Villagers living near Ruaha told researchers at the Oakland Institute thinktank that rangers had killed and beaten cattle herders and fishers, had raped women and confiscated thousands of head of cattle, under the premise that they had encroached on the national park.

In April 2021, rangers reportedly shot and killed William Nundu, a fisher, and allegedly killed two herders, Sandu Masanja, and Ngusa Salawa, who was only 14 years old. The regional police commander claimed that they were killed by wild animals while illegally entering the park, according to a report published by the institute on Thursday.

More than 21,000 people from dozens of villages around Ruaha are also facing eviction by the government, it claimed.

Anuradha Mittal, the executive director of the Oakland Institute, said: “[The] Regrow project is not about protecting wildlife or conservation. Instead, the bank is financing an oppressive and violent economic growth model based on boosting tourism revenues.”
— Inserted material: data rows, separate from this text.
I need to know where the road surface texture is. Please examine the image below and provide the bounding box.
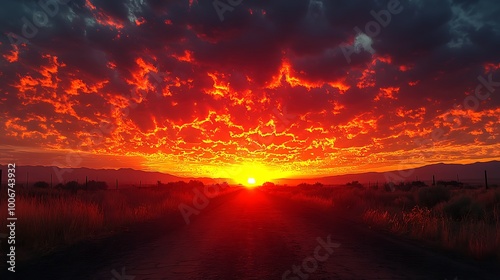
[0,190,500,280]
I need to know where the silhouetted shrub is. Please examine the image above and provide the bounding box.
[262,182,276,187]
[33,181,50,189]
[417,186,450,208]
[63,181,80,192]
[84,180,108,191]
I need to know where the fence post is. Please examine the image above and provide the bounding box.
[484,170,488,189]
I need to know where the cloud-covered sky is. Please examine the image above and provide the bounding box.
[0,0,500,183]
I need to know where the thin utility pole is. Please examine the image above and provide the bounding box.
[484,170,488,189]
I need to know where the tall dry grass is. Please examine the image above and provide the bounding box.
[265,186,500,260]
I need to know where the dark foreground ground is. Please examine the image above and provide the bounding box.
[0,190,500,280]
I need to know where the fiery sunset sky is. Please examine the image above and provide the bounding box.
[0,0,500,184]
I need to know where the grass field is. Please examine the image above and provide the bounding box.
[0,184,235,259]
[264,185,500,260]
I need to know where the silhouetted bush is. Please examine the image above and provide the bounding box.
[443,196,484,221]
[437,181,464,188]
[417,186,450,208]
[347,181,363,188]
[262,182,276,187]
[33,181,50,189]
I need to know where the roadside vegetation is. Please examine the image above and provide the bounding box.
[262,182,500,260]
[0,181,235,259]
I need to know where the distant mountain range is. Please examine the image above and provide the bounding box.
[0,161,500,187]
[0,165,215,188]
[276,161,500,185]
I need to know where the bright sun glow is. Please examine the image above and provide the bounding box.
[247,177,255,185]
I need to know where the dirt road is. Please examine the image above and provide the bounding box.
[2,190,500,280]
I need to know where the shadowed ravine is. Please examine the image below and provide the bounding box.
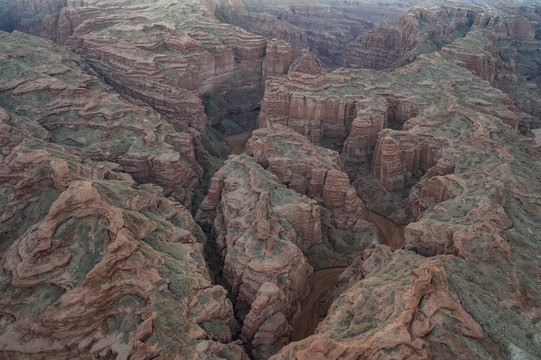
[363,208,406,250]
[291,267,346,341]
[225,131,252,155]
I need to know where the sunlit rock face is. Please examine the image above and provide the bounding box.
[0,32,247,359]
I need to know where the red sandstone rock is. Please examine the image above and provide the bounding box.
[196,155,321,359]
[262,39,294,81]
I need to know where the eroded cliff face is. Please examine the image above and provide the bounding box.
[0,33,248,359]
[33,1,266,133]
[0,32,203,206]
[261,33,541,359]
[196,155,321,359]
[0,0,541,359]
[245,124,380,269]
[344,3,541,133]
[215,0,424,68]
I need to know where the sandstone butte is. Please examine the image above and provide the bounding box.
[0,0,541,360]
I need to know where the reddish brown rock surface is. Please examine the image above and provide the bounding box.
[0,33,247,359]
[37,1,266,133]
[246,124,385,260]
[196,155,321,359]
[0,32,202,204]
[262,39,295,81]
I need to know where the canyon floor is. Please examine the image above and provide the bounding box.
[0,0,541,360]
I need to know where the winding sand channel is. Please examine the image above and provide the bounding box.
[292,209,405,341]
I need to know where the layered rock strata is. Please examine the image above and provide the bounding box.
[196,155,321,359]
[0,32,202,205]
[39,1,266,133]
[262,23,541,359]
[245,124,378,258]
[344,2,541,132]
[0,38,248,359]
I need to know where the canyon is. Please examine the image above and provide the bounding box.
[0,0,541,360]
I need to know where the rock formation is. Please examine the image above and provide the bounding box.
[196,155,321,359]
[246,124,380,258]
[0,32,202,205]
[262,39,295,81]
[261,13,541,359]
[0,33,248,359]
[344,2,541,128]
[0,0,541,360]
[37,0,266,133]
[212,0,419,68]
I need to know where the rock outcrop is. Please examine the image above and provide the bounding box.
[0,32,203,205]
[245,124,380,258]
[262,38,295,81]
[344,2,541,128]
[212,0,419,68]
[196,155,321,359]
[36,1,266,133]
[261,9,541,359]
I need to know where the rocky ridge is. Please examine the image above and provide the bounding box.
[0,0,541,359]
[196,155,321,359]
[344,2,541,132]
[0,32,203,206]
[0,33,248,359]
[260,36,541,359]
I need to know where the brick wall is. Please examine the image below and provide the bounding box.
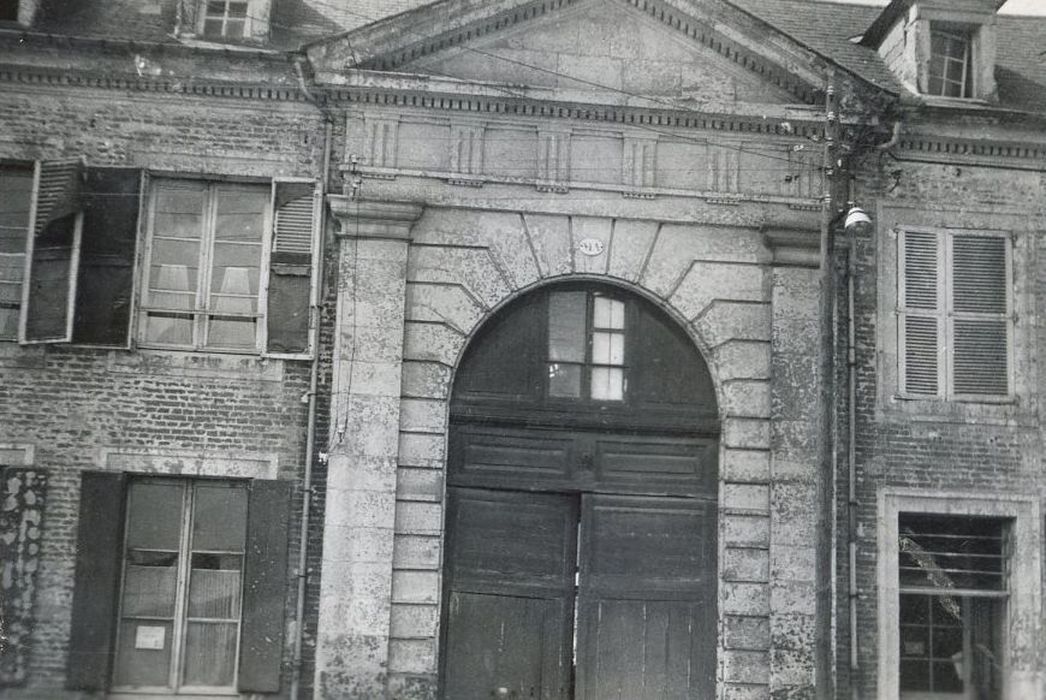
[0,53,329,700]
[837,143,1046,698]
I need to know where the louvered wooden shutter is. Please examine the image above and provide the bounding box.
[72,167,144,346]
[19,160,83,343]
[951,234,1010,396]
[267,181,321,354]
[66,472,126,691]
[237,479,293,693]
[900,231,943,397]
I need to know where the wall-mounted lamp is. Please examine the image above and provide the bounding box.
[843,206,871,233]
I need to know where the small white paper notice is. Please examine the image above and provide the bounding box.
[134,625,167,649]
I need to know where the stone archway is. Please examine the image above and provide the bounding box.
[440,283,719,700]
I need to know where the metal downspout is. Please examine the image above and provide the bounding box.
[290,112,332,700]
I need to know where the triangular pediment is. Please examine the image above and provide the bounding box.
[310,0,817,105]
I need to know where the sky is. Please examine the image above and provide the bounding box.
[815,0,1046,16]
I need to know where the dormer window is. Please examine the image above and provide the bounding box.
[203,0,249,39]
[860,0,1000,106]
[927,22,974,97]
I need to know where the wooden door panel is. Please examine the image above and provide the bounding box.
[595,434,718,495]
[441,488,577,700]
[445,592,571,700]
[575,495,717,700]
[576,600,715,700]
[581,495,715,600]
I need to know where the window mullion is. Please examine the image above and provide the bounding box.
[196,184,219,349]
[170,481,192,690]
[582,294,595,400]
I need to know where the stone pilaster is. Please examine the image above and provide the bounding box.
[316,196,422,699]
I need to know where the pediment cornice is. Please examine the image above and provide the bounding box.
[305,0,825,105]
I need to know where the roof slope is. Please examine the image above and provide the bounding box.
[18,0,1046,113]
[727,0,1046,112]
[727,0,904,92]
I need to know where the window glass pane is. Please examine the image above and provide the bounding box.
[188,554,243,619]
[592,296,624,330]
[592,367,624,401]
[182,622,238,686]
[113,619,173,687]
[210,243,262,314]
[122,549,178,618]
[901,660,930,691]
[548,292,586,364]
[592,333,624,365]
[127,481,184,551]
[0,307,18,339]
[214,187,270,241]
[192,484,247,552]
[933,657,965,693]
[548,362,582,399]
[206,318,257,349]
[145,314,192,345]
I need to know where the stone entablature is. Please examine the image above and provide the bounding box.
[343,103,823,205]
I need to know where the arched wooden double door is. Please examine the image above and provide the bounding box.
[440,285,718,700]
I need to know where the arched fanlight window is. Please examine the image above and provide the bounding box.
[453,284,717,432]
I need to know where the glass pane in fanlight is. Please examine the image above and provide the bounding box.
[592,367,624,401]
[127,481,185,551]
[548,292,586,362]
[548,362,582,399]
[182,622,238,687]
[192,484,247,552]
[113,619,173,687]
[592,333,624,365]
[592,296,624,330]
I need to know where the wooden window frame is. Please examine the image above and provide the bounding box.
[876,488,1043,700]
[111,476,250,696]
[895,227,1017,403]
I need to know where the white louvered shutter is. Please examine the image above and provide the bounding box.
[266,180,322,355]
[899,231,943,397]
[951,234,1011,396]
[19,159,84,343]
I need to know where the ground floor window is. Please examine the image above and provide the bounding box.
[66,471,294,697]
[897,513,1008,700]
[874,487,1044,700]
[113,479,247,688]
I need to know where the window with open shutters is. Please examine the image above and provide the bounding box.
[66,472,293,697]
[0,165,321,358]
[138,178,319,356]
[897,229,1015,400]
[897,513,1009,700]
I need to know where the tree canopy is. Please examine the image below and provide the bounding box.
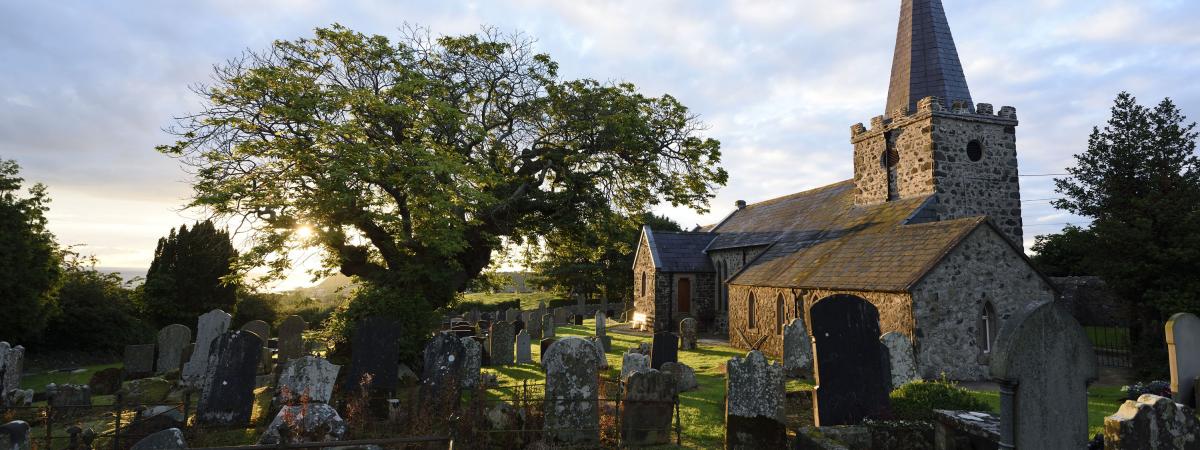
[0,160,62,342]
[160,25,727,314]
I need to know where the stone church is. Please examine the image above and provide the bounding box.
[634,0,1056,379]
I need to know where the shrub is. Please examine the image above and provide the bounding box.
[892,379,991,420]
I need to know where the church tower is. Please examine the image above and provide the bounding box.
[851,0,1022,245]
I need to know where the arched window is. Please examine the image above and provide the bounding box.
[979,300,1000,353]
[775,294,784,335]
[746,293,758,329]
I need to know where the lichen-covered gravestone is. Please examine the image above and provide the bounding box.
[124,343,154,379]
[679,317,696,350]
[880,331,917,389]
[541,314,554,340]
[458,337,484,389]
[542,337,600,446]
[346,317,400,391]
[784,319,812,378]
[181,310,233,388]
[991,301,1097,449]
[725,350,787,450]
[196,330,263,425]
[276,356,342,406]
[620,370,677,448]
[1166,312,1200,408]
[1104,394,1200,450]
[650,331,679,370]
[155,324,192,373]
[419,332,466,419]
[277,314,308,362]
[487,320,515,366]
[517,330,533,364]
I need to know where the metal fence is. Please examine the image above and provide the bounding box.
[1084,326,1133,367]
Mittal said the World Bank should have scrutinised the Tanzanian government’s record on human rights before financing it. The government authorised evictions close to the same area in 2006 and has been criticised for its handling of forced evictions in northern Tanzania, which “should have triggered internal alarm before the bank decided to finance the project”, added Mittal. “Instead, it looked the other way and continues to do so. It should be held accountable.”

The institute said villagers were told in October 2022 they would have to leave their land despite holding title deeds, which the government has cancelled, claiming the property fell within the boundaries of the national park.

More than 850 villagers have challenged the evictions in Tanzania’s high court.

A man with a dressed wound on his back
A Maasai man in Loliondo – 1,000km away from Ruaha – who claims he was was shot in the back by Tanzanian security forces. Critics say the violence there ‘should’ve triggered internal alarm’ at the World Bank before financing the Regrow project. Photograph: Daniel Irungu/EPA

Two community members, with the help of Oakland, have also submitted a complaint to the World Bank saying they had not been consulted about the evictions or provided adequate resettlement plans for the projects, which were causing “harm to their identity, culture and rights”.

A community leader who spoke to the Guardian on condition of anonymity called the government’s actions “heavy-handed and unlawful”. He said communities in more than 40 villages will lose ancestral and lawfully owned land.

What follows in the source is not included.